Similar approaches have been adopted for other kinds of cancer: feed gene expression data from as many tumors as you can find into a clustering algorithm to define subtypes; characterize those subtypes for mutations, structural variations, and epigenetic features; then relate those subtypes to patient outcomes. As far as I can tell, the research teams studying these other cancer types have not yet taken the extra step of defining “consensus” subtypes like the CRCSC did though.

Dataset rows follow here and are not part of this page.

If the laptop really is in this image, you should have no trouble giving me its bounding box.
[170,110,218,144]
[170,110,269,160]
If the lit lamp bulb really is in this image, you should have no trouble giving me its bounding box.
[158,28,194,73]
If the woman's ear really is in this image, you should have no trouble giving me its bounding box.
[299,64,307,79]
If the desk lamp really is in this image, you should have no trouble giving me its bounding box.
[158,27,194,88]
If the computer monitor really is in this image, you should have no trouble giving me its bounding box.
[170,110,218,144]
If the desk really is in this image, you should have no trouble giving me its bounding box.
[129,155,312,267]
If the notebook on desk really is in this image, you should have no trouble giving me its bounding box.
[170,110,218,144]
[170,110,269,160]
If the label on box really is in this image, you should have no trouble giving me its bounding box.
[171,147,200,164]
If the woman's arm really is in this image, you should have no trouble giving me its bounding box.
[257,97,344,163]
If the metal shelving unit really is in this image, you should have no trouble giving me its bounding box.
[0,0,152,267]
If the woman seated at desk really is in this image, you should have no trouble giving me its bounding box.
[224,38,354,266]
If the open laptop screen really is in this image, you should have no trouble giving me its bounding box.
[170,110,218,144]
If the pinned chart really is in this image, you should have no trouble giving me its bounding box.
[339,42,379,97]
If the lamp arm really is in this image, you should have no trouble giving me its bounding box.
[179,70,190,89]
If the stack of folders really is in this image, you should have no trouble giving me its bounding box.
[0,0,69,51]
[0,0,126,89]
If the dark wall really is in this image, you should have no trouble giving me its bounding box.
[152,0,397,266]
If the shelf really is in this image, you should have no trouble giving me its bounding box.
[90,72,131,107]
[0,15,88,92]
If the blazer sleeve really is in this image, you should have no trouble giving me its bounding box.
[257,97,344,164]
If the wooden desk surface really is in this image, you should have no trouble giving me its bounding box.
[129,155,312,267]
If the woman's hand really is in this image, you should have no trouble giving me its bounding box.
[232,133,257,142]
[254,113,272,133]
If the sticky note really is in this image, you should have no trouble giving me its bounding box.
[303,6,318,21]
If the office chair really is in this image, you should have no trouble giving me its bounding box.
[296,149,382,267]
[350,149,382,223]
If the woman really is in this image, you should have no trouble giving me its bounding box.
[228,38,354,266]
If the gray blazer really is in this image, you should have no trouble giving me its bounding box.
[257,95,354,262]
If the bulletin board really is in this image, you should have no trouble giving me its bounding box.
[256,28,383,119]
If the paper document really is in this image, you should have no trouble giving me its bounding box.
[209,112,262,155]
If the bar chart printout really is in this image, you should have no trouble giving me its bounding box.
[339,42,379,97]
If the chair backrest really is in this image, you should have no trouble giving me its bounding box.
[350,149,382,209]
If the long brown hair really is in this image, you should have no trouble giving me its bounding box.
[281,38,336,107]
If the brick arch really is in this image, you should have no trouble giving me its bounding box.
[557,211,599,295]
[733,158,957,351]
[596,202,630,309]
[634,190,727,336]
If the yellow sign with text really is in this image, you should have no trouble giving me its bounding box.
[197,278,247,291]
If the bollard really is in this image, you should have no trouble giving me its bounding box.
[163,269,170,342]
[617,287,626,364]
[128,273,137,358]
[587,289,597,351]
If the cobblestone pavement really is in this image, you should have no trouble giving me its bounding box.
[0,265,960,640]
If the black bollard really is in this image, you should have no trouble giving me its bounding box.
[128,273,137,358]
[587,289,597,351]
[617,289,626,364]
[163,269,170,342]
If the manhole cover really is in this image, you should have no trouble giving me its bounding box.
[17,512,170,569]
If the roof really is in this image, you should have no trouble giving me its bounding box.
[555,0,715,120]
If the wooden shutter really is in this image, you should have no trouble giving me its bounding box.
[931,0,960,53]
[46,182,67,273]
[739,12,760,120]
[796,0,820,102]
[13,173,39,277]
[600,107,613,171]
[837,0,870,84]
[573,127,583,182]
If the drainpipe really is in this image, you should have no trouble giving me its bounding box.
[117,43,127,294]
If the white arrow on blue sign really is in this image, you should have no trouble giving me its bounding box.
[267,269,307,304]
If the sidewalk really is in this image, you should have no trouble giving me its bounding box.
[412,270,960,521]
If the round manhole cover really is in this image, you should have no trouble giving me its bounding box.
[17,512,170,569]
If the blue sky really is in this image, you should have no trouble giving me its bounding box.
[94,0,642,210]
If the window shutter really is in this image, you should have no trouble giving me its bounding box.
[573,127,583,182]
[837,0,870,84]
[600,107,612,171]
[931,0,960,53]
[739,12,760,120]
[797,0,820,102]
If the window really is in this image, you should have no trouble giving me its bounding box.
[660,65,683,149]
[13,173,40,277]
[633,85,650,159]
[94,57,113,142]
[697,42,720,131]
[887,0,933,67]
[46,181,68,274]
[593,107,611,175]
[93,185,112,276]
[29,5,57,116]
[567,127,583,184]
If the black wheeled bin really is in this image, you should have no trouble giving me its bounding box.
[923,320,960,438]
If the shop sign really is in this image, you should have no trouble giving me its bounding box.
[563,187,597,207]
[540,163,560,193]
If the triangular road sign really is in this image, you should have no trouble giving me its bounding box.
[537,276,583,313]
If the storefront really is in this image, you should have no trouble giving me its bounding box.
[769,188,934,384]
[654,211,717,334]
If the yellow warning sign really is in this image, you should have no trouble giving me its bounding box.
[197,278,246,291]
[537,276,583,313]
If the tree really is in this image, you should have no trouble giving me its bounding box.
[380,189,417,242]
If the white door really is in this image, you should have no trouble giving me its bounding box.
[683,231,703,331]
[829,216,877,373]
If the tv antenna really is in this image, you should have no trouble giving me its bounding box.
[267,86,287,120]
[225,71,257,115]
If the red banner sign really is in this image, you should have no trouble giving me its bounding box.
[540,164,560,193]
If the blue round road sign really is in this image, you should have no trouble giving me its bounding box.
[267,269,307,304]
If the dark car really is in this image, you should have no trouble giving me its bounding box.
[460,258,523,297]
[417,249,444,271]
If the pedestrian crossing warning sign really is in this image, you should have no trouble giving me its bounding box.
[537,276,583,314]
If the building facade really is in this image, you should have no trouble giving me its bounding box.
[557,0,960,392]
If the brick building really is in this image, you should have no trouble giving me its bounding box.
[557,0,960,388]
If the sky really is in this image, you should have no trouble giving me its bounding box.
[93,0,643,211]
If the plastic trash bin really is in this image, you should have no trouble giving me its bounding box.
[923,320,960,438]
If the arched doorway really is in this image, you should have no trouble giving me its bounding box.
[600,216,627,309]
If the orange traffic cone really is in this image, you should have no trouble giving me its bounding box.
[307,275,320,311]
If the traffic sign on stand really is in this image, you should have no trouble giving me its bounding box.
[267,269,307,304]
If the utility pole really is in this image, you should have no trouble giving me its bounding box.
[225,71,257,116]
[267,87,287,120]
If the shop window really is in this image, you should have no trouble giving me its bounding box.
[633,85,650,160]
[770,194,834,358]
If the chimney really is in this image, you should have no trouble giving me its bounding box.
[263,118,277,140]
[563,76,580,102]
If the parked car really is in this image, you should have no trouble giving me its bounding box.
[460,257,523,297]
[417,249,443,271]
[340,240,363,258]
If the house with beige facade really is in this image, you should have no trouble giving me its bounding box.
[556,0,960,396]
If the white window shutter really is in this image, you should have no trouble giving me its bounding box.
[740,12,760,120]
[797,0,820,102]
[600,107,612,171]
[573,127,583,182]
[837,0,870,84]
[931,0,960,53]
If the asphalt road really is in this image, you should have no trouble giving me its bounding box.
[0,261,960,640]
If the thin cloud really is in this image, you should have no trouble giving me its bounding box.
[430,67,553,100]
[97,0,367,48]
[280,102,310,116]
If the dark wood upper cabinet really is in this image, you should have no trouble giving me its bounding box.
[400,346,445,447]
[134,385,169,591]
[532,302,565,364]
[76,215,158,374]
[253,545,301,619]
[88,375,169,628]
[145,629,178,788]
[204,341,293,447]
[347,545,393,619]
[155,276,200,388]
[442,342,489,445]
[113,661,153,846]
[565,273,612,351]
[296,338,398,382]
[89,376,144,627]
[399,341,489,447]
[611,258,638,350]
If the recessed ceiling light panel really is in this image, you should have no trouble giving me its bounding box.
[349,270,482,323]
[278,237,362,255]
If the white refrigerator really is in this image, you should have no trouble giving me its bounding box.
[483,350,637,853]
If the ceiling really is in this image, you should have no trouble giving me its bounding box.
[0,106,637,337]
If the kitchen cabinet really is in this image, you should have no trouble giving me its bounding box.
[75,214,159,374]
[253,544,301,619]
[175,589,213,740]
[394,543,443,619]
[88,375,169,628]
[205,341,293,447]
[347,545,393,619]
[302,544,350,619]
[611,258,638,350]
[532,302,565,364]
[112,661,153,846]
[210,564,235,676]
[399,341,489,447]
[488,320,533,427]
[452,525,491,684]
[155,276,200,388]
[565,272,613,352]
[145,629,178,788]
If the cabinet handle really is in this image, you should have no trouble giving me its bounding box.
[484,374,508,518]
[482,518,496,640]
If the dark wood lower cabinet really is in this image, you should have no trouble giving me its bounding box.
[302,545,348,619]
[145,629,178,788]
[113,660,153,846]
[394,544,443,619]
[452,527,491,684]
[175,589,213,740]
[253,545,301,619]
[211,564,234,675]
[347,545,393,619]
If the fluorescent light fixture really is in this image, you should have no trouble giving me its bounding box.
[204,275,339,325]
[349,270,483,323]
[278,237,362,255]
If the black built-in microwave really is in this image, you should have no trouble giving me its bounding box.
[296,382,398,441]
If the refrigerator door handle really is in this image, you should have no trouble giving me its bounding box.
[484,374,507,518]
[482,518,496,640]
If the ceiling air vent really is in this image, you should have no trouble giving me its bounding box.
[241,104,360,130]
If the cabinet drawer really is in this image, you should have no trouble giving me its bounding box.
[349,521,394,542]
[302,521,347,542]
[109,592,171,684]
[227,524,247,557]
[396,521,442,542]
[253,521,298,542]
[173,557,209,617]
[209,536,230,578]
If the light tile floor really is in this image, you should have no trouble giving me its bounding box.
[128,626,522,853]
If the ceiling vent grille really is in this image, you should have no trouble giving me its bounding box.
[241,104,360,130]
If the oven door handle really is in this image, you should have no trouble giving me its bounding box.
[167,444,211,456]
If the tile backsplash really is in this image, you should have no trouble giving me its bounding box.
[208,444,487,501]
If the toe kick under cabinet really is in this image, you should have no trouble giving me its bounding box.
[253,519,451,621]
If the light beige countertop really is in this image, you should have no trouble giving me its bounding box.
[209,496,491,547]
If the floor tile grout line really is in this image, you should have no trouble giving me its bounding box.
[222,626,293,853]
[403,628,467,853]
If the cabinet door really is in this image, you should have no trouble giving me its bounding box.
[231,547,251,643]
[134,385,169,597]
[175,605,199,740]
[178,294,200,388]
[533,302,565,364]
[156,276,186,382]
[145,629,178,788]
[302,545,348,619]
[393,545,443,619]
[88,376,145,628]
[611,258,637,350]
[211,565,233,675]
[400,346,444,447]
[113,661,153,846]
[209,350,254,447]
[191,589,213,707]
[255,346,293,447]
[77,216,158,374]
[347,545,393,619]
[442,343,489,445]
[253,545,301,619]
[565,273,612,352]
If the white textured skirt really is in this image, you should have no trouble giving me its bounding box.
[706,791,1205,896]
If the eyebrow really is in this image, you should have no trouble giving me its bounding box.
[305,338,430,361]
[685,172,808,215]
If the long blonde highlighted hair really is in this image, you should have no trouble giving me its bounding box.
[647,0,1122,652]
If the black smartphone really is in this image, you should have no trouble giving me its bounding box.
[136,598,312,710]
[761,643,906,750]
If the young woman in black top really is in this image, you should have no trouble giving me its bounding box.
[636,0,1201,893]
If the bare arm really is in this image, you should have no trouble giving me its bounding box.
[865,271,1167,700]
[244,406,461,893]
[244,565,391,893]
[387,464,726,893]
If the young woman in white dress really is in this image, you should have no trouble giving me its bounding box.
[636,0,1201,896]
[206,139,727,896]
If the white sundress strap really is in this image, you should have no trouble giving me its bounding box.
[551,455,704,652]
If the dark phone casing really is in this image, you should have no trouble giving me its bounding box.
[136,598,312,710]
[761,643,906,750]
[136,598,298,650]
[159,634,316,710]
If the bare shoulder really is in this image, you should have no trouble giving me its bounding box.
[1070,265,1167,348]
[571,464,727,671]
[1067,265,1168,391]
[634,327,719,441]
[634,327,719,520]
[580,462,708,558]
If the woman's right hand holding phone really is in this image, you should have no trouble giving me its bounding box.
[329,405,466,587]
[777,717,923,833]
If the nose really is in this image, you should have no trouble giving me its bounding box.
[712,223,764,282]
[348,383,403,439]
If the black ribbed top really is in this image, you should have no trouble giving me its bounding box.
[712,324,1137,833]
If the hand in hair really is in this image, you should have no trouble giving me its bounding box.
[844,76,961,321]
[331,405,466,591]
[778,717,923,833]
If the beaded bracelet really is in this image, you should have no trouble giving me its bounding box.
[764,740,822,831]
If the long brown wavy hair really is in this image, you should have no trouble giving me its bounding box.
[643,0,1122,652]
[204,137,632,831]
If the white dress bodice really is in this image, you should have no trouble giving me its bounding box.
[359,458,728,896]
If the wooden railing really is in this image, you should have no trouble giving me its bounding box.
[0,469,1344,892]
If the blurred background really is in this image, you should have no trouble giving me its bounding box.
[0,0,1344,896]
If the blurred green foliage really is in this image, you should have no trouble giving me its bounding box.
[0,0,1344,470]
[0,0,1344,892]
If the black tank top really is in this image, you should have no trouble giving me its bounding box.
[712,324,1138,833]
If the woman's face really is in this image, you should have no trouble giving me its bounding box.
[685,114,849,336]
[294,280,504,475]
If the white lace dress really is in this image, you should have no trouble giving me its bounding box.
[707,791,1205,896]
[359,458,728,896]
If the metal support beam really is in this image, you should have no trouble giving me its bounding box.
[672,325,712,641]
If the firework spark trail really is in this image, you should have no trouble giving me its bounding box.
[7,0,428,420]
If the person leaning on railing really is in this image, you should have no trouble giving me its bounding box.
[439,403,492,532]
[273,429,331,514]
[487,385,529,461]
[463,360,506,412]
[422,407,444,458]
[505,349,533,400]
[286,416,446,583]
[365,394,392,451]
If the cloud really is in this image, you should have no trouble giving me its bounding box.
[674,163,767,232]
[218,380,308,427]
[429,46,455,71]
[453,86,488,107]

Can Molecular Subtyping do for other cancer types what it has done for breast cancer?
The jury is still out on this, though recently some doubts have surfaced. For head and neck cancer (HNSC), there was no relationship between the 4 HNSC subtypes (why is it always 4?) and recurrence free survival. The authors speculated that this may be due in part to the large degree of intertumor heterogeneity found in head and neck cancer. Similarly, stratifying by molecular subtype yielded equivocal or disappointing results for several colorectal cancer trials.
And most disturbing of all, a recent paper suggested that plain old tumor grading outperforms gene expression based molecular subtypes in muscle invasive bladder cancer.
This is not to suggest that molecular subtyping is worthless. The FDA, for one, believes it has clinical value for breast cancer at least. But, like everything else in cancer research, approaches that work well for one indication may fail for another. Heterogeneity between and within tumors, as well as the influence of the tumor microenvironment presents significant challenges. Many tumors simply do not fit neatly into single subtype, and so molecular subtypes are not likely to be the final word on patient stratification or predictive biomarkers for cancer treatment.
Where do we go from here?
There is still a lot of work to do. At Cofactor, we believe in the power of RNA and transcriptomic data. Importantly, the next evolution of molecular subtyping will leverage advanced data analysis, using tools such as machine learning. With these tools, we have the potential to identify new models of tumor response that move beyond the challenges of traditional statistical methods and molecular subtypes, making a bigger impact for patients across oncology indications, and beyond.